Ben sighed. "Yeah, I'll do it. I won't force him to come with me, but I'll try to persuade him." As he headed for the door, he grumbled, "I just wish there was another way."
Six hours later he was behind the wheel of his Carnivale truck, headed for a place whose strangely evocative name he had never heard before that night.
I'll find it, just don't ask me to spell it!
That thought only amused him for a moment. He couldn't forget why he was going there. To talk to a man - a Catholic priest, Devin Kerrigan - whose association with Hack Scudder had apparently driven him mad.

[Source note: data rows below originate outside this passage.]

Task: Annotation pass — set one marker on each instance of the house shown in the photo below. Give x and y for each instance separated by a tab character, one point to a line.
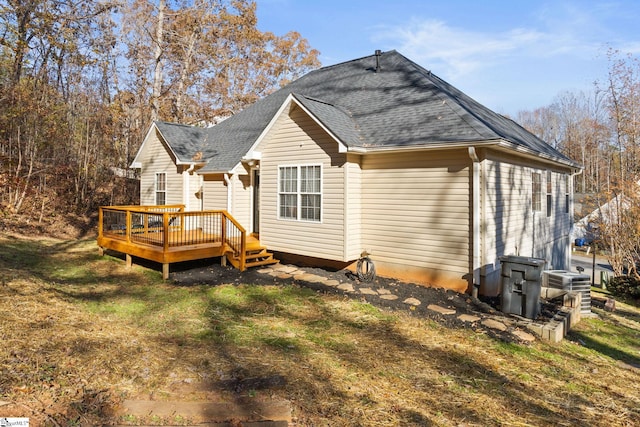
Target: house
377	154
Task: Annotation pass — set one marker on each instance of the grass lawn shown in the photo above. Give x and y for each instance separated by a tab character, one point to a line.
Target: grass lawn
81	333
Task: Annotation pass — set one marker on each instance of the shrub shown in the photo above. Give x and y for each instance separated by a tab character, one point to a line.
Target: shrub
624	286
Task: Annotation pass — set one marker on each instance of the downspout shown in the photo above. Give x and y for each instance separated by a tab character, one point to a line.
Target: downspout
229	192
186	186
572	192
475	221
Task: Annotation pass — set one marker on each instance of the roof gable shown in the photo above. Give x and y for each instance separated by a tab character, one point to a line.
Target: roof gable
396	106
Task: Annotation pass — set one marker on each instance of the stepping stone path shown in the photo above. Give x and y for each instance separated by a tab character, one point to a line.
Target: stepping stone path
485	316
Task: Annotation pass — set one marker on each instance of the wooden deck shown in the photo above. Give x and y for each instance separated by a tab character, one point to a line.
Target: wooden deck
168	234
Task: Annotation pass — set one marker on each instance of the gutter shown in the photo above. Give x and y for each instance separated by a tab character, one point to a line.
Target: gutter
499	144
475	221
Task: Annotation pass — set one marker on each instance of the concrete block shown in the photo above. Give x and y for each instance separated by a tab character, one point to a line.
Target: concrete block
536	328
572	300
551	293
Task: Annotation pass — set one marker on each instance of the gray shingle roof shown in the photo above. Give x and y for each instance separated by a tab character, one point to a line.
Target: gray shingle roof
400	105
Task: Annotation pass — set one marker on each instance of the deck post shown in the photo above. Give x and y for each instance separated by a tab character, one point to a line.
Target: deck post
128	225
165	234
100	219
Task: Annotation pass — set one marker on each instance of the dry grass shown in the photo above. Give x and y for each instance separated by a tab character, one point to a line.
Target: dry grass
80	333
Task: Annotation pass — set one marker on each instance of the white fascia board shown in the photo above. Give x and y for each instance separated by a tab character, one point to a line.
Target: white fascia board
342	148
285	105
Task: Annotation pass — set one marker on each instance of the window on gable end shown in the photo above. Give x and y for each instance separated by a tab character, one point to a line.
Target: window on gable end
300	193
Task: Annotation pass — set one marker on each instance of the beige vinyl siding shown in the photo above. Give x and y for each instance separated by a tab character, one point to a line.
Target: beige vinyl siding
508	218
215	192
155	158
294	140
353	208
510	224
241	200
415	209
195	203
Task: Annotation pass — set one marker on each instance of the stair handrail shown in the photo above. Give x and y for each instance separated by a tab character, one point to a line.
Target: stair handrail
237	244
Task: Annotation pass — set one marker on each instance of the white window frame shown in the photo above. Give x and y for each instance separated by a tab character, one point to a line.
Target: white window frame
160	187
295	193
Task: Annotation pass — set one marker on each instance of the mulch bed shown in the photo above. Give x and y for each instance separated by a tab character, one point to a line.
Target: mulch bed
206	272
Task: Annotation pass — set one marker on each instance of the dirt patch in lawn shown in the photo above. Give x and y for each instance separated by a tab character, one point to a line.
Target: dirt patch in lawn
85	338
446	307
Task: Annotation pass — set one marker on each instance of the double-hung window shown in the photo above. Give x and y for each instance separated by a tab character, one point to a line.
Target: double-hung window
161	188
300	192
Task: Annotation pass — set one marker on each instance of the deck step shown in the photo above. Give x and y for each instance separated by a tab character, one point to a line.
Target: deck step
254	257
262	262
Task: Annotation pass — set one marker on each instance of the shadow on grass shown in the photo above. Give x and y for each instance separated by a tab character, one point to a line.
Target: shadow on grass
329	355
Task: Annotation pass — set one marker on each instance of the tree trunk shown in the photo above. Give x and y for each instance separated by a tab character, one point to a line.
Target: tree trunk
157	75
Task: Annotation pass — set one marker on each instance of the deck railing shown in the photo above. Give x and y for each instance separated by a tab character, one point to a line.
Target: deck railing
170	227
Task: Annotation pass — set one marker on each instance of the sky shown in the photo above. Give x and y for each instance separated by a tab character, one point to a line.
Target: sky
509	55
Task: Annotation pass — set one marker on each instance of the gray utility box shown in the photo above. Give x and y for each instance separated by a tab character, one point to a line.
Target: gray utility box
521	283
570	281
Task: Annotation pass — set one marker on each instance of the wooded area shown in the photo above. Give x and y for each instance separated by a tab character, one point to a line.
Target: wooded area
81	81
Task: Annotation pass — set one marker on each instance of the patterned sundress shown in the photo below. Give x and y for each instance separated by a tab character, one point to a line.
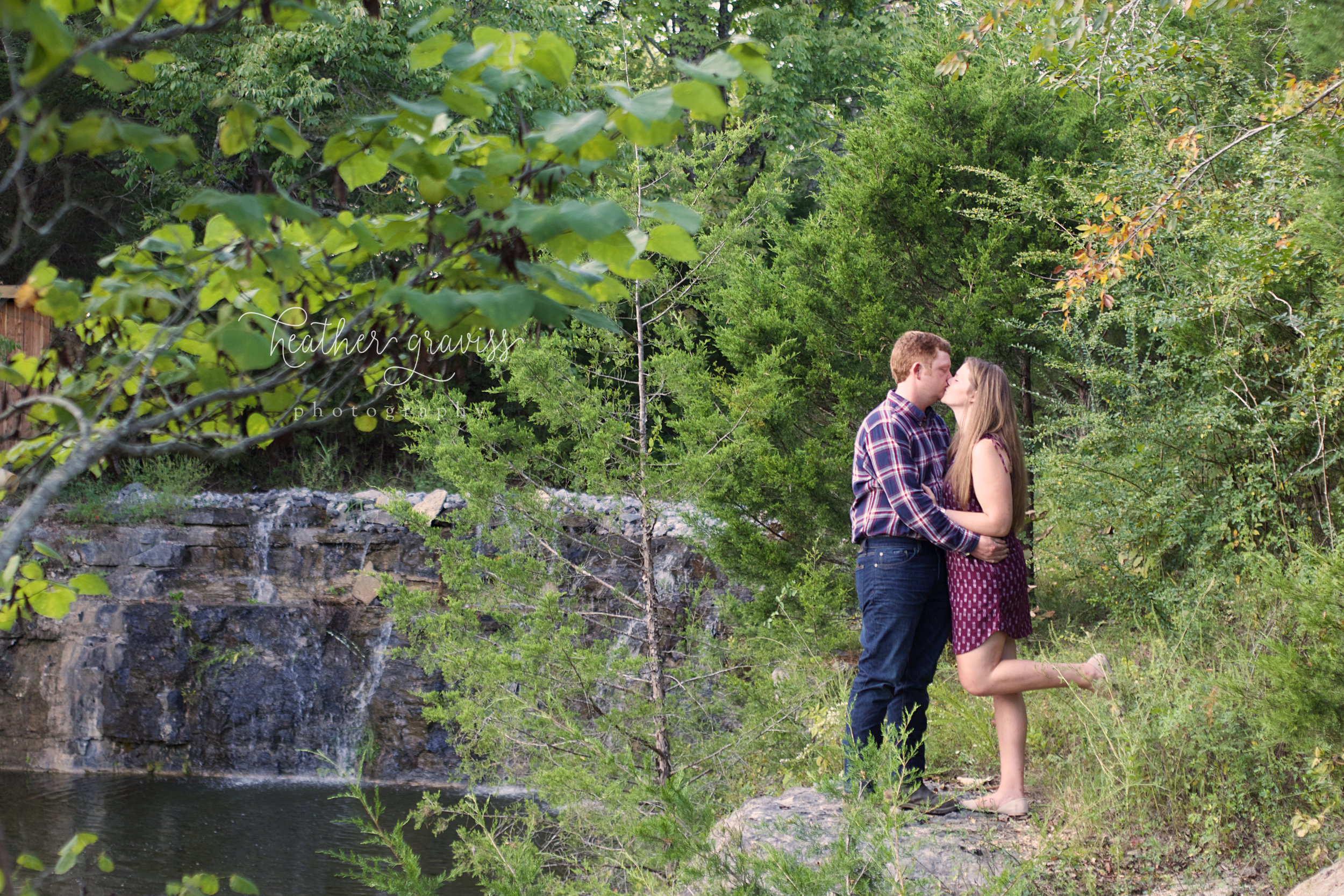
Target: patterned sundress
987	597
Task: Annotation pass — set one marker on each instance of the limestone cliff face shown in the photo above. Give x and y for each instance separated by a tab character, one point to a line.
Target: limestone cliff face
240	641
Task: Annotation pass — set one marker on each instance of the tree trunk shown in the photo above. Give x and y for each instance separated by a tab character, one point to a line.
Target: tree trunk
1028	428
652	628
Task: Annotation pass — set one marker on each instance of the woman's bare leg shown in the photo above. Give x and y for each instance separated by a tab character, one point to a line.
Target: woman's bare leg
991	671
1011	722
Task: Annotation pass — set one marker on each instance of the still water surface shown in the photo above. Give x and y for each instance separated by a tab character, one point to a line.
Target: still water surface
158	829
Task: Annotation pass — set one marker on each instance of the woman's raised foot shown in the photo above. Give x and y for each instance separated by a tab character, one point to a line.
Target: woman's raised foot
1101	668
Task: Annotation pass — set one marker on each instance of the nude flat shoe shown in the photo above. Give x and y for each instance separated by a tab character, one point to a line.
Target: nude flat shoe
1012	808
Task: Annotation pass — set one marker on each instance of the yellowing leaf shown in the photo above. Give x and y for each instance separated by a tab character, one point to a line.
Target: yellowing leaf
283	136
703	100
238	130
431	53
53	602
552	58
674	242
362	168
89	583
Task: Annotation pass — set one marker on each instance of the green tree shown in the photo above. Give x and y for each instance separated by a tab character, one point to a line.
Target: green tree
894	246
210	343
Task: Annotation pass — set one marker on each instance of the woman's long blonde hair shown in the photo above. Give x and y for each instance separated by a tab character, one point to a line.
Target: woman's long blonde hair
991	414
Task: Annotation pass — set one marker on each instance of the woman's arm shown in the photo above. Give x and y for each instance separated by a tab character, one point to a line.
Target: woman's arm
993	489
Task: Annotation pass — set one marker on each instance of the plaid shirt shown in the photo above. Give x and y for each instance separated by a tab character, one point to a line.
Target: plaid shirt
898	450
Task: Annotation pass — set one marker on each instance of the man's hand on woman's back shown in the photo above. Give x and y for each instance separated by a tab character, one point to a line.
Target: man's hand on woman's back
991	550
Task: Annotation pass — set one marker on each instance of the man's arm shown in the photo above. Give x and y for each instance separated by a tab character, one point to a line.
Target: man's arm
896	469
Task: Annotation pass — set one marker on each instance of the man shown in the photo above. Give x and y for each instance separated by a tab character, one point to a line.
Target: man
901	571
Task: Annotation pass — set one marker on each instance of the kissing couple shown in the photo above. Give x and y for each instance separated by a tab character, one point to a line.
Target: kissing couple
934	520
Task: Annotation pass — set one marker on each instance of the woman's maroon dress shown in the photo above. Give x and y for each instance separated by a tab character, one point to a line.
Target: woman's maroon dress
987	597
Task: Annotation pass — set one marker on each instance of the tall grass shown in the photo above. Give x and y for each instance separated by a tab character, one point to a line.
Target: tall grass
1182	763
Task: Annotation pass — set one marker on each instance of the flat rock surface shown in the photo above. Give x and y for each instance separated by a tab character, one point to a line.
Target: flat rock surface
1326	883
960	852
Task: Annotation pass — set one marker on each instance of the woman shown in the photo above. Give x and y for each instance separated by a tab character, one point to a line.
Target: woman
985	489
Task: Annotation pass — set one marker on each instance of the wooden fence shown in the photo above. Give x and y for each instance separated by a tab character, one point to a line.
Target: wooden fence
31	335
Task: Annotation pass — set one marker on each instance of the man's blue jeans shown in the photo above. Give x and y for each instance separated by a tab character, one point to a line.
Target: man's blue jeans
906	621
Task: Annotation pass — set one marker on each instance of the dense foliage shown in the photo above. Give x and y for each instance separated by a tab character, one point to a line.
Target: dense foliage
1140	217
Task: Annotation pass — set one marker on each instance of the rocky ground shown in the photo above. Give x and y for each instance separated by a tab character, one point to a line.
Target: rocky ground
959	854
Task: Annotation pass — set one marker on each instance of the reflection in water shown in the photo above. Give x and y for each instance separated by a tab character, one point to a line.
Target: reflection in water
158	829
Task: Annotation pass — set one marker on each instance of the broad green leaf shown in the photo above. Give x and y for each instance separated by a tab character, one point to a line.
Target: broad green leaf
648	106
431	53
238	130
466	98
703	100
96	66
283	136
597	149
674	242
552	58
53	602
439	17
609	291
219	232
89	583
141	71
752	55
42	547
241	884
597	221
507	308
717	69
362	168
675	213
647	135
439	310
249	350
7	577
571	132
494	198
568	248
613	250
466	55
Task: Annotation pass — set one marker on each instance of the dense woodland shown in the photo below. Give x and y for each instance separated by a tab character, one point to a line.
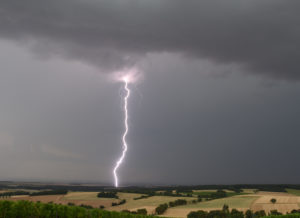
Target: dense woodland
226	213
27	209
149	190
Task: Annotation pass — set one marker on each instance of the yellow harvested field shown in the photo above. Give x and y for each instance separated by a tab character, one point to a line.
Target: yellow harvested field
150	203
284	202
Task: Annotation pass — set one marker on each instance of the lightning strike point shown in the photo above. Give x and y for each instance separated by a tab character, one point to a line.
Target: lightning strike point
126	80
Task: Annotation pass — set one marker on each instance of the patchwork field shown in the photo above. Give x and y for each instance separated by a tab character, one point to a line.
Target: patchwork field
249	199
240	202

But maybe it warn't Scudder's fault. Kerrigan put that creepy Tattooed Man in the mural he painted, an' I got a hunch the Tattooed Man is the Darkest o' the Dark. If my pa an' his friends were givin' a lot o' thought to him, it may be pure luck that my pa didn't go crazy too.
Still, he was troubled by the memory of Frank Mooney's fear of Scudder...and not particularly proud of the way he himself had terrorized the man who'd blundered into the Hall while he was ransacking it.
In his mind, he heard a succession of voices.
The gentle, concerned voice of Scudder: "You must make your choice. I'm sorry."
The pathetic, pleading voice of Mooney: "Please, kid, if you find Scudder, for God's sake, don't tell him you talked to me. Don't tell him I told you nothin'. He ain't human! He ain't human!"
The unfeeling, truly almost nonhuman voice of Belyakov: "Lodz was a traitor. His life meant nothing to me."
Is the real Scudder the one who spoke to me, or the one Mooney thinks he knew? Is that Scudder more like Belyakov?
Are we all gonna end up like him, with our humanity drained out of us?
In truth, the voice he found most disturbing was one that was still human - a rich, compelling baritone. "Ye offspring of serpents, who warned you to flee from the wrath to come?"
I'd know that voice anywhere. It...broadcasts power!
But I'm still young, an' I don't scare easy. I ain't gonna be no slouch myself.
He'd had the radio on for the last half hour, hoping it would distract him from his problems. But it wasn't doing any good. Sighing, he turned it off.
Turned it off moments before he would have heard a rich, compelling baritone voice say: "Good evening, brothers and sisters, and welcome to the Church of the Air. I am Brother Justin."